Heartbroken, Rajesh accepts the Singapore assignment which he had initially declined to move on from Reena. Meanwhile, Reena realises she has truly fallen in love with Rajesh despite his deceit. On his wedding day, Sam recognises that her heart belongs to Rajesh after realizing Reena's unhappiness. Unwilling to marry her under these circumstances, Sam calls off the wedding and drives Reena to the airport, where Rajesh is preparing to board his flight. Setting aside their past hostility, Sam reunites the couple before departing, and Rajesh and Reena reconcile.

== Production ==
Gautham Vasudev Menon launched a Tamil romantic film titled, O Lala in 2000 with the project eventually changing producers and title into Minnale with Madhavan, who was at the beginning of his career, being signed on to portray the lead role. About the making of the film, Menon revealed that he found it difficult as the team was new to the industry with only the editor, Suresh Urs, being a prominent technician in the industry. Menon had come under further pressure when Madhavan had insisted that Menon narrated the story to his mentor, Mani Ratnam, to identify if the film was a positive career move after the success of his Alai Payuthey. Despite initial reservations, Menon did so and Ratnam was unimpressed; however Menon has cited that he thought that Madhavan "felt sorry" and later agreed to continue with the project. Miss World 1999, Yukta Mookhey was considered to play the film's heroine during July 2000, as was Isha Koppikar, but eventually they were left out and Reema Sen, who appeared in her first Tamil film, was cast. Minnale also saw Madhavan collaborating with Abbas for second time after Kannada film Shanti Shanti Shanti. Post-release, Abbas felt that his role had been reduced and accused Madhavan of playing a role in editing his sequences out from the film.

== Music ==

The music and background score were composed by Harris Jayaraj, previously a keyboard player under other composers, in his debut at composing. The audio cassette of the film was released in Chennai at a function in January 2001, where the songs were also screened.

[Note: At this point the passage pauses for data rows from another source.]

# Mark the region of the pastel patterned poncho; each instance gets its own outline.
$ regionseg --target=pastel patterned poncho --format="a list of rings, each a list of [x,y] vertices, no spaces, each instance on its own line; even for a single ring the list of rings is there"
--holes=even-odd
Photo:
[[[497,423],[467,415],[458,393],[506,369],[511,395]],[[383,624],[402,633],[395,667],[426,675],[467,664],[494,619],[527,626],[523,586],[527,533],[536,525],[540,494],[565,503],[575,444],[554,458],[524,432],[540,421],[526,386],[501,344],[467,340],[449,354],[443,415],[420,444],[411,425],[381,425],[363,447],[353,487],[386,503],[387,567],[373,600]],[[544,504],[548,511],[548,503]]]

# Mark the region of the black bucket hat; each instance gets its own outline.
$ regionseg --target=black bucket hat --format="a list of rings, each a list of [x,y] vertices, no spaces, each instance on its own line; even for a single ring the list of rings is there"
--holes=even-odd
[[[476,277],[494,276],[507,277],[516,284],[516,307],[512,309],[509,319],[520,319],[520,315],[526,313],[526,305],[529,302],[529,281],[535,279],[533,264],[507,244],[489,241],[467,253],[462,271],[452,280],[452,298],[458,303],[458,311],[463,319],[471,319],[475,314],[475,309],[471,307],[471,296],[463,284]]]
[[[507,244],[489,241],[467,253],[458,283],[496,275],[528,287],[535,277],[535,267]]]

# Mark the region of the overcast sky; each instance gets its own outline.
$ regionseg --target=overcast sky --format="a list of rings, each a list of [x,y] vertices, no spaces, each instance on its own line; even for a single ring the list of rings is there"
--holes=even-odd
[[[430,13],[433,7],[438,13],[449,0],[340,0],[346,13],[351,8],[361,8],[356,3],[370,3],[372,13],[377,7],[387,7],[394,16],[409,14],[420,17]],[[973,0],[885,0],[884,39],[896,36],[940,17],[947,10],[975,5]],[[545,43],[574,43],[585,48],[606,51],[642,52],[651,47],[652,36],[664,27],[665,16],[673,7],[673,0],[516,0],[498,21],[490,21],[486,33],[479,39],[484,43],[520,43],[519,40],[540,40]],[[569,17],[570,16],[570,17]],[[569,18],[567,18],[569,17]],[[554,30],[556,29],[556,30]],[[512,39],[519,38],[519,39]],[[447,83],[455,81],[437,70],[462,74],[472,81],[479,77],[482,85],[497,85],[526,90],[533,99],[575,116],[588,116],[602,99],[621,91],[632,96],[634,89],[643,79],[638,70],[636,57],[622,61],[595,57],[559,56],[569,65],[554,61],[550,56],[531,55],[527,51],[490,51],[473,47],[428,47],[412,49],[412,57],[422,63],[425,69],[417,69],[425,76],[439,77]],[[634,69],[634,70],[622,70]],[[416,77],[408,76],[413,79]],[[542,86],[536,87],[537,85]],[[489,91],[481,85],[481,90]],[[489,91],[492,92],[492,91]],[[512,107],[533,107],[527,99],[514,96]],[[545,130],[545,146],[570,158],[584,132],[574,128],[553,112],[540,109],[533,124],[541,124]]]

== Release and reception ==
Minnale was released on 2 February 2001. Upon release it went on to become a major commercial success. Madhavan became extremely popular among the youth after the release of Alai Payuthey, but had a setback as his next film Ennavalle underperformed. Minnale made him once again popular among the youth. Savitha Padmanabhan of The Hindu claimed that the film had a "lot of verve and vigour" and that it was "sure to go down well" with the "yuppie, college-going youngsters". A reviewer, Shilpa Kannan from Zee Next, also gave the film a positive review, writing "the entire movie is given an advertisement like treatment by the director. It is glossy, stylish, youthful and trendy". Visual Dasan of Kalki rated the film "above average". Harris Jayaraj won the Filmfare Award for Best Music Director – Tamil, the film's only nomination at the 49th Filmfare Awards South. Jayaraj broke A. R. Rahman’s 9 year long Filmfare winning streak.

== Other versions ==
Minnale was dubbed into Telugu under the name Cheli and also performed well at the box office, owing to Madhavan's popularity in Andhra Pradesh. The film was remade by Menon in Hindi the same year as Rehnaa Hai Terre Dil Mein, with Madhavan reprising his role and making his Hindi debut. The Hindi version became an above average grosser at the box office but belatedly gained popularity and subsequently developed a cult following amongst young audiences. The film was also remade in Kannada as Mr. Duplicate (2011).